Car Sam Outillage est le seul fabricant de clé à pipe en Europe. L’Inde et la Chine en produisent également, à destination des secteurs automobile et ferroviaire. « Pour pouvoir peser sur ce marché, il fallait devenir un champion de la logistique, explique le chef d’entreprise. Nous avons donc investi dans un centre logistique qui nous a permis de pouvoir livrer très rapidement ».

Continuer d’innover

L’entreprise de 220 collaborateurs a vu son chiffre d’affaires progresser de 30 % ces cinq dernières années, pour dépasser les 40 millions d’euros en 2026. Avant 2016, seuls 30 % du chiffre d’affaires provenait du made in France. Grâce au changement de stratégie, il représente aujourd’hui plus de 60 %. « Pour nous, c’est le meilleur moyen de ne pas être copié, constate le PDG. Grâce à des innovations, nous développons un nouveau produit par an et pour ça, on a embauché douze ingénieurs ».

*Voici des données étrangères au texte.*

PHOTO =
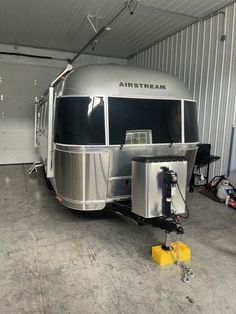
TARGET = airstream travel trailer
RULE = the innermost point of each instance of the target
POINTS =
(110, 133)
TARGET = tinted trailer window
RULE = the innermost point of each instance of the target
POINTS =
(190, 122)
(160, 119)
(80, 121)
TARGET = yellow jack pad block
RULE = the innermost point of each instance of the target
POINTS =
(163, 257)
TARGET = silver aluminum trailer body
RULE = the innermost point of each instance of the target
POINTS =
(102, 117)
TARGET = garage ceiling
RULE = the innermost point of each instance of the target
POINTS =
(64, 25)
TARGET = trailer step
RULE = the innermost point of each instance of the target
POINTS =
(35, 166)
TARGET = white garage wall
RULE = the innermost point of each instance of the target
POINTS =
(207, 66)
(21, 80)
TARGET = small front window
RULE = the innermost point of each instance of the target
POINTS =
(80, 121)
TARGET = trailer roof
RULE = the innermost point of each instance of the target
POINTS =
(126, 81)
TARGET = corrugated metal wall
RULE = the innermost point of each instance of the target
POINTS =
(21, 80)
(207, 65)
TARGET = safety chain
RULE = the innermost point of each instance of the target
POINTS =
(186, 272)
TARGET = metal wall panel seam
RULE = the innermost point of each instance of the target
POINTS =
(201, 75)
(214, 77)
(207, 79)
(185, 59)
(191, 57)
(180, 54)
(196, 64)
(176, 46)
(171, 54)
(220, 96)
(229, 79)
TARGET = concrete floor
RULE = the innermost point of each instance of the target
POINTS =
(54, 260)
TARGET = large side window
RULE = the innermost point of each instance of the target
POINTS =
(190, 122)
(80, 121)
(144, 121)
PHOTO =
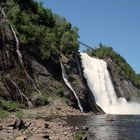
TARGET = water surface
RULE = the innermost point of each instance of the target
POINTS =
(125, 127)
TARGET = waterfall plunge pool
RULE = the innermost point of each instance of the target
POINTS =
(125, 127)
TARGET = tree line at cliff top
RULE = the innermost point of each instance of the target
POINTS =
(40, 30)
(48, 35)
(121, 66)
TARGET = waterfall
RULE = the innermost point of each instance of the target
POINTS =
(19, 53)
(21, 61)
(65, 78)
(99, 82)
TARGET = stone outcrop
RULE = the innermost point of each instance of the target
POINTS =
(124, 87)
(25, 78)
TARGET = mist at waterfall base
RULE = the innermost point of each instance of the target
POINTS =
(99, 82)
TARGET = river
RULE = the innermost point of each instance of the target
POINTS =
(125, 127)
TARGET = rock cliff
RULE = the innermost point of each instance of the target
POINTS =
(27, 79)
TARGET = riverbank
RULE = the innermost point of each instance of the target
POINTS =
(47, 122)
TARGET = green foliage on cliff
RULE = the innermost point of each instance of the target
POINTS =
(122, 67)
(41, 31)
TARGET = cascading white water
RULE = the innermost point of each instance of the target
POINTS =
(65, 78)
(18, 52)
(99, 82)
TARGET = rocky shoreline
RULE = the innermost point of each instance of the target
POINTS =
(47, 122)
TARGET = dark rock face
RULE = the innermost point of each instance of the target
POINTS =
(124, 87)
(21, 82)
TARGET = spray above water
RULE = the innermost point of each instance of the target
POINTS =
(99, 82)
(65, 78)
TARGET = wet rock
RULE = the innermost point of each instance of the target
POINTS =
(19, 124)
(21, 138)
(109, 117)
(85, 128)
(46, 125)
(0, 127)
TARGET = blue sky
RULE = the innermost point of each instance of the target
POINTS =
(115, 23)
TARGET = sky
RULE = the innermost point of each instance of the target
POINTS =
(115, 23)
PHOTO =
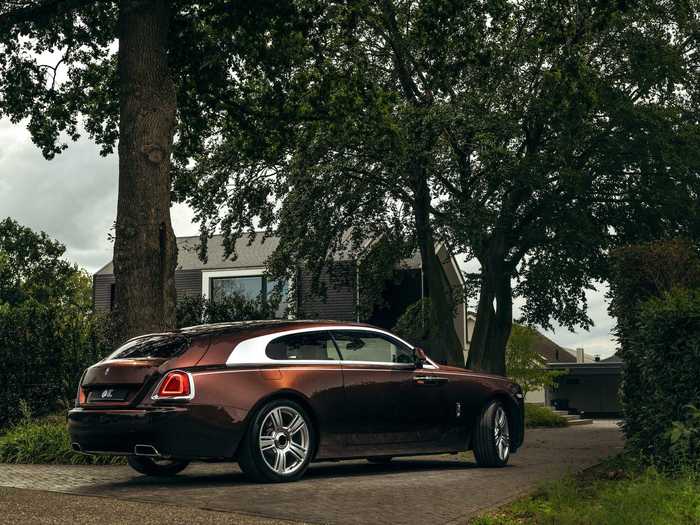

De cette volonté est né le distributeur intelligent en octobre 2022, baptisé Sam’Uraï, et ses 1 000 machines vendues en 2025. Un logiciel de suivi de produits, outillages, et de maintenance a été également développé. Une volonté d’innover que souhaite poursuivre Olivier Blanc avec le recrutement d’un nouvel ingénieur en 2026, et le projet d’investir l’Allemagne.

Daniel Villareale, président de la CPME Loire :

« 24 % de nos adhérents sont des industriels »

« Aujourd’hui, tout le monde a pris conscience qu’il fallait réindustrialiser le pays. Mais nous sommes en concurrence avec beaucoup d’autres territoires qui, eux aussi, ont envie d’attirer des industries. C’est pourquoi la Région a créé un G6 de la relocalisation il y a près de quatre ans. Cela nous a permis d’imaginer des outils incitatifs pour attirer des industries qui veulent s’implanter en France, car la Région a du foncier disponible, de l’énergie décarbonée, un tissu industriel déjà existant avec des savoir-faire. Bien sûr que nous avons une carte à jouer. Cette culture industrielle nous a permis de résister plus que les autres. A la CPME Loire, 24 % de nos adhérents sont des industriels. Il y a des industries de pointe sur le territoire, tout à fait en capacité de répondre à des appels d’offres groupés. On organise donc des visites d’usine pour créer du lien entre ces structures. Mais la mission reste compliquée dans un contexte international dramatique, sans budget, ou avec un mauvais, sans réel gouvernement… Tout cela contribue à créer de l’incertitude ».